PDA

View Full Version : Sandrine is in Lyon (ATP)


Tryphon
Oct 9th, 2002, 06:54 PM
Sandrine Testud : « Richard ne doit pas se brûler trop vite »
--------------------------------------------------------------------------------
«Je suis arrivée sur le tournoi en début d’après-midi. Cela faisait à peu près une dizaine d’années que je n’étais pas revenue. J’ai rencontré Gilles Moretton que j’ai félicité. Le GPTL est vraiment chouette, c’est l’un des meilleurs tournois hors ceux du Grand Chelem. Il a fait du bon boulot, que ce soit au niveau du village, de l’accueil, des joueurs, de la restauration, de l’ambiance.

Ce qui m’a surpris aussi c’est de voir autant de monde, surtout en début de semaine. J’ai connu des tournois où même en quarts voire en demi-finales, il n’y avait pas autant de public. En plus, j’aime beaucoup le Palais des sports de Gerland. Ses structures, sa salle, la proximité du public, produisent une super ambiance.

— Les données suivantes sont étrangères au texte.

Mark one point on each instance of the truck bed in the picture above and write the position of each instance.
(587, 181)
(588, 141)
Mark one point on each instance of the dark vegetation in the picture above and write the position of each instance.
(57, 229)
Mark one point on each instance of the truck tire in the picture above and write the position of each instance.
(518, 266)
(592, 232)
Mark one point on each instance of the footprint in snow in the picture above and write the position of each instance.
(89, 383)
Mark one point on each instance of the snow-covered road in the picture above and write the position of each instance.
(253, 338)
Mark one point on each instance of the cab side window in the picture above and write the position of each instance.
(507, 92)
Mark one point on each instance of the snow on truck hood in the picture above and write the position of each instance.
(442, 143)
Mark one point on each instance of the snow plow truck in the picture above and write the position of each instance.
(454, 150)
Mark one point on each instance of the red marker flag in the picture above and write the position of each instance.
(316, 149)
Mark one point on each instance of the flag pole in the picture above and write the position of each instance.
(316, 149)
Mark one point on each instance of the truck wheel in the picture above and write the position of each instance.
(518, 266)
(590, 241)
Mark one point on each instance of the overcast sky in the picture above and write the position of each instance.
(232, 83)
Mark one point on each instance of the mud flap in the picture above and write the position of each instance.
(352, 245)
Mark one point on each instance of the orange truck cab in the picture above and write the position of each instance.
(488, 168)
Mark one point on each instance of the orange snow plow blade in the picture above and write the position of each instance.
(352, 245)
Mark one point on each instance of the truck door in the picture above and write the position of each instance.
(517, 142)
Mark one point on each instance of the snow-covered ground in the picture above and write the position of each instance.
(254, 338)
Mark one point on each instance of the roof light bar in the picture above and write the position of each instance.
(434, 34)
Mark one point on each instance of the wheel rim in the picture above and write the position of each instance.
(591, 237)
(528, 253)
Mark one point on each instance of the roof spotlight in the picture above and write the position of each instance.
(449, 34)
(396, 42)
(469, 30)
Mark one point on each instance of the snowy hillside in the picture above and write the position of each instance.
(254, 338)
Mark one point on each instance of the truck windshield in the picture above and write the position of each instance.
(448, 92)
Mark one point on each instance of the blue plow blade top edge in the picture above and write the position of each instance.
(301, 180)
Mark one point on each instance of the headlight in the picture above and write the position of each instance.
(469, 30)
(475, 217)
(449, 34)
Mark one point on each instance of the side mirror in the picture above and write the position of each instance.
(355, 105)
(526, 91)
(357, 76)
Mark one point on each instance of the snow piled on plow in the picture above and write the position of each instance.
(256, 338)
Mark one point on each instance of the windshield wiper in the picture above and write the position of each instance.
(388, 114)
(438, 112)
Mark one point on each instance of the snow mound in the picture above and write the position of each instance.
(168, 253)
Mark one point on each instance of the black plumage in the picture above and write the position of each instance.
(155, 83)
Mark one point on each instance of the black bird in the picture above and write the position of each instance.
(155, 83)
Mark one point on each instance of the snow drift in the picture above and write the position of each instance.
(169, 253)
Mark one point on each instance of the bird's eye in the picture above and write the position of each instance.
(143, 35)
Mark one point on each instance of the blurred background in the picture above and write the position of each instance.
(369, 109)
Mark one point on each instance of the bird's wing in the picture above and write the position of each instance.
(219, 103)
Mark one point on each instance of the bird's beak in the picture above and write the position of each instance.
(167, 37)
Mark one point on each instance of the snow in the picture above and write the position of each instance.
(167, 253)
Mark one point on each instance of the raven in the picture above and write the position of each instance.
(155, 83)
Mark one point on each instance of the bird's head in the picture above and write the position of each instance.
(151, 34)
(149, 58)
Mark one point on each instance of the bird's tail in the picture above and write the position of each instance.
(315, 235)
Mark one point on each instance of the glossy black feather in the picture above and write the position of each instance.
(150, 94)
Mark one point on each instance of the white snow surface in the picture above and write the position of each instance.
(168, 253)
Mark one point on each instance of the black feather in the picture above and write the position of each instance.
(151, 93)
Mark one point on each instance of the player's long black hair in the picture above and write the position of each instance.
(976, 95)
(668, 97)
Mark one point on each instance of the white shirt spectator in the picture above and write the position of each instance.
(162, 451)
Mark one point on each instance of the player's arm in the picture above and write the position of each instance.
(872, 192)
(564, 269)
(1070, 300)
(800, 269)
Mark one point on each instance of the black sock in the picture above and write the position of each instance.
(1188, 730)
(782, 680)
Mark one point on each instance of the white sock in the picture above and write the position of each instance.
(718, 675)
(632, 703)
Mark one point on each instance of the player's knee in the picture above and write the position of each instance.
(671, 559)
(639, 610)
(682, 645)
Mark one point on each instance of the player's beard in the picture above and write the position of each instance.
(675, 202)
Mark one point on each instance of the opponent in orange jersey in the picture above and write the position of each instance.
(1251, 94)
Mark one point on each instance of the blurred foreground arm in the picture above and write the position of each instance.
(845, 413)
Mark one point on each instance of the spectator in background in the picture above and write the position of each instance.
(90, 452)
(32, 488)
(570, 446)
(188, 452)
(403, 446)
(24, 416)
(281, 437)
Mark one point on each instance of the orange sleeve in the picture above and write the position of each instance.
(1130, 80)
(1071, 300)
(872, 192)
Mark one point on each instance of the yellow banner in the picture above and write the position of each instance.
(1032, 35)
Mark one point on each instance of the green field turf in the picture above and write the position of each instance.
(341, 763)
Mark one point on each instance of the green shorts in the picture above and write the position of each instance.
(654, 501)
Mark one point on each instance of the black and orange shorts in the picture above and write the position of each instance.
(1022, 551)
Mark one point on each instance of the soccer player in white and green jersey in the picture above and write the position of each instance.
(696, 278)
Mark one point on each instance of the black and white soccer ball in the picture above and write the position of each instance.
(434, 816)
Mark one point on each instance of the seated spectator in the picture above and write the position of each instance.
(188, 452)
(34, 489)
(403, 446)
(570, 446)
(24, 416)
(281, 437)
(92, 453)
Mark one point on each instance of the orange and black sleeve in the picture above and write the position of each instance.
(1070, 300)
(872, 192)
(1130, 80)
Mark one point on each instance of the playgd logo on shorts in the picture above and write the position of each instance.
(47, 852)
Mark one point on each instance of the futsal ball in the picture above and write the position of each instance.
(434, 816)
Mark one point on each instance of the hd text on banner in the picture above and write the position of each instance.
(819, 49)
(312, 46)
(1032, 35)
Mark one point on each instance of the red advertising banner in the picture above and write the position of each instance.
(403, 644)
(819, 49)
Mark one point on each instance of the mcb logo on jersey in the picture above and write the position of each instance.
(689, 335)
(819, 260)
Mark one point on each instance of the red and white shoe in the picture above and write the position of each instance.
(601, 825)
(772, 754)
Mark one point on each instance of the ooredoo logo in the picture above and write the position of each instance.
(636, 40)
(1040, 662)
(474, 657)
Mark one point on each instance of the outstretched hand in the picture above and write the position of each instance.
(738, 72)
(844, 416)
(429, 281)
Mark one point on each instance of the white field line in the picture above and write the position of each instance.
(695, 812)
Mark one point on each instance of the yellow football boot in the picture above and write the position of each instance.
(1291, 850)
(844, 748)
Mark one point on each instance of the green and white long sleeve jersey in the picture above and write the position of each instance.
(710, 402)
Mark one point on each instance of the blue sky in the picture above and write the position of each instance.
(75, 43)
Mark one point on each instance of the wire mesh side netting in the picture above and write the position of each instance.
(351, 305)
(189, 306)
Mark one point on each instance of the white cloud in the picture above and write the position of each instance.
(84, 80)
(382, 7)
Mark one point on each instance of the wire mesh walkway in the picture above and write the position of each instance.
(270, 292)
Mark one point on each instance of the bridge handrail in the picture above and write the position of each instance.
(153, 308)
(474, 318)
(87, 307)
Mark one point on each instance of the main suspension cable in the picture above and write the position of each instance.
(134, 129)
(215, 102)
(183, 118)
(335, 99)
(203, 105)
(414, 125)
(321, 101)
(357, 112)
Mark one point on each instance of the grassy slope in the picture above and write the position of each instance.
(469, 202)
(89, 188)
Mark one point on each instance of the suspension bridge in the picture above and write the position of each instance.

Je me suis régalée en voyant la rencontre qui opposait Marat Safin à Richard Gasquet. Je me souviens avoir remis à Richard il y a quatre ans, le trophée des Petits As. A l’époque, il avait douze ans. Il était même petit pour son âge. Techniquement, c’est un joueur qui sait tout faire. Il va falloir qu’il grandisse, qu’il s’étoffe encore, mais il n’a que seize ans.

Sur ce match, ce qui a fait la différence, c’est la puissance du service de Safin. En plus, il retourne très vite sur cette surface. Mais Richard, a réalisé une remontée incroyable dans le second set alors qu’il est tombé sur un très bon Safin. Et c’est tout à son honneur. Il a produit des coups et des retours superbes. Il possède un talent incroyable et une maturité surprenante. Il a la technique et la tête pour jouer au plus haut niveau. Je sais que son père et Eric Winogradsky l’entourent très bien.

C’est un garçon simple. Son but est d’être le meilleur. Franchement, je ne crois pas avoir croisé un Français de cet âge aussi bon. Si je devais lui donner un conseil, un peu comme lorsque Martina Hingis fut sacrée numéro un mondiale à 16 ans, c’est de ne pas se brûler trop vite. C’est juste le début, il vient de passer pro. C’est un passage important. Avec son talent, il va monter mais les autres vont aussi apprendre à mieux le connaître. Or, à ce moment là, il peut rencontrer des difficultés. Ce n’est jamais évident de rester en haut. Mais il a toutes les clés en mains pour réussir. A condition aussi que son entourage et ses proches continuent à bien le gérer.»